6 Insolvabilité des participants au marché sans autorisation
Les entreprises qui exercent une activité soumise à l'autorisation de la FINMA sans être titulaires de ladite autorisation ne peuvent plus être liquidées par la FINMA conformément aux dispositions de la LB et de l'OIns-FINMA. Le juge ordinaire est compétent pour prononcer leur faillite.
7 Règles relatives à l'ajournement
Les nouvelles règles de l'OIns-FINMA n'ont pas d'incidence sur le cadre régissant un ajournement prononcé par la FINMA lors des procédures d'assainissement.
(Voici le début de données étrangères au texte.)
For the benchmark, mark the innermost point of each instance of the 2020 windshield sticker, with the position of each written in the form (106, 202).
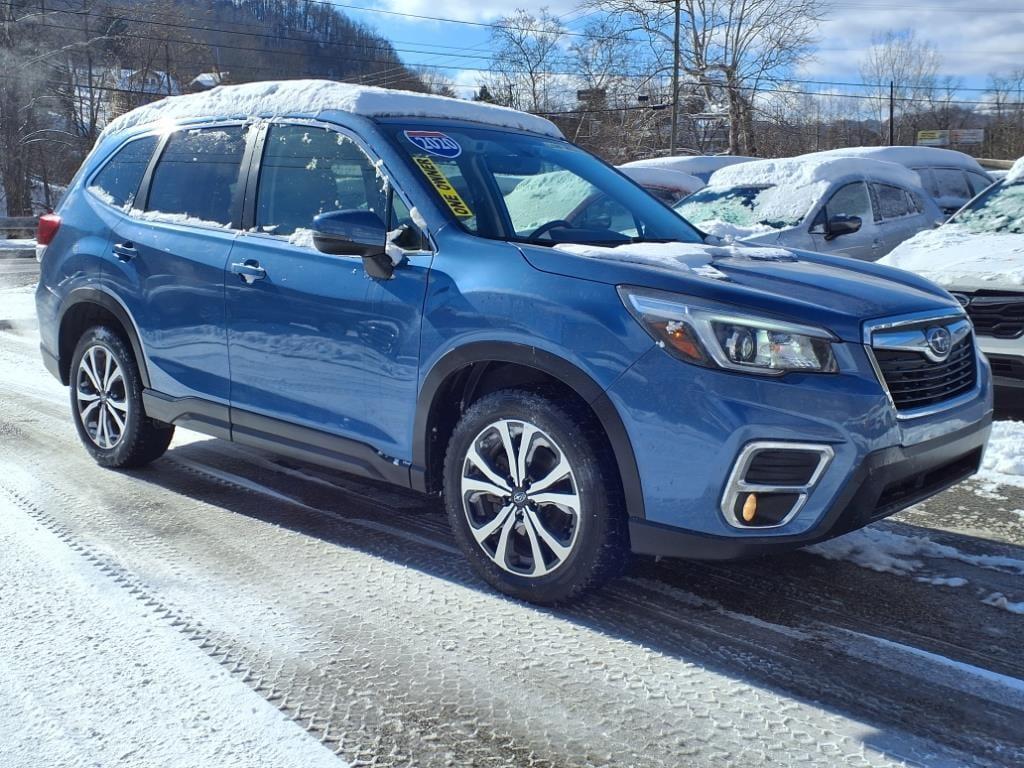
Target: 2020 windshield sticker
(435, 142)
(439, 181)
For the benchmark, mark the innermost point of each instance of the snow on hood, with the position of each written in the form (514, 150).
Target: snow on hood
(667, 178)
(693, 165)
(955, 257)
(909, 157)
(313, 97)
(695, 257)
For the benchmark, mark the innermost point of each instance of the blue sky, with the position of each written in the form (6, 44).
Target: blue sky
(974, 37)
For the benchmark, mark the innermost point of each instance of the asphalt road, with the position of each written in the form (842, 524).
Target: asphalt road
(345, 604)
L'article 30a LB, entré en vigueur le 1er janvier 2016, autorise la FINMA à ordonner, dans le cadre de mesures de protection ou de procédure d'assainissement selon la LB, un ajournement temporaire (i) de tout droit de résiliation contractuel d'une contrepartie ou de l'exercice de tout droit de compensation, (ii) de l'exécution de garanties ou (iii) du « portage » de transactions sur dérivés, dans tous les cas pour une durée maximale de deux jours ouvrables, si cette résiliation contractuelle ou cet autre droit était déclenché par ces mesures de protection ou ces procédures d'assainissement.
Ces compétences s'appliquent par renvoi aux établissements financiers réglementés par la FINMA qui font l'objet d'une procédure d'assainissement en vertu de la LB (voir sous 2 ci-dessus). Pour les entreprises d'assurances, les compétences en matière d'ajournement sont spécifiées dans la LSA.
Selon l'article 12 al. 2bis de l'Ordonnance sur les banques, lorsqu'elle conclut de nouveaux contrats ou modifie des contrats existants soumis à un droit ou à un for étranger, une banque doit convenir avec la contrepartie qu'elle reconnaît les pouvoirs d'ajournement de la FINMA conformément à l'article 30a LB. Alors que l'étendue de cette obligation était spécifiée dans l'OIB-FINMA, cette règle est désormais reprise dans l'OIns-FINMA sans modification matérielle. En raison du renvoi à l'article 67 LIMF, cette obligation s'applique également aux maisons de titres et aux directions de fonds.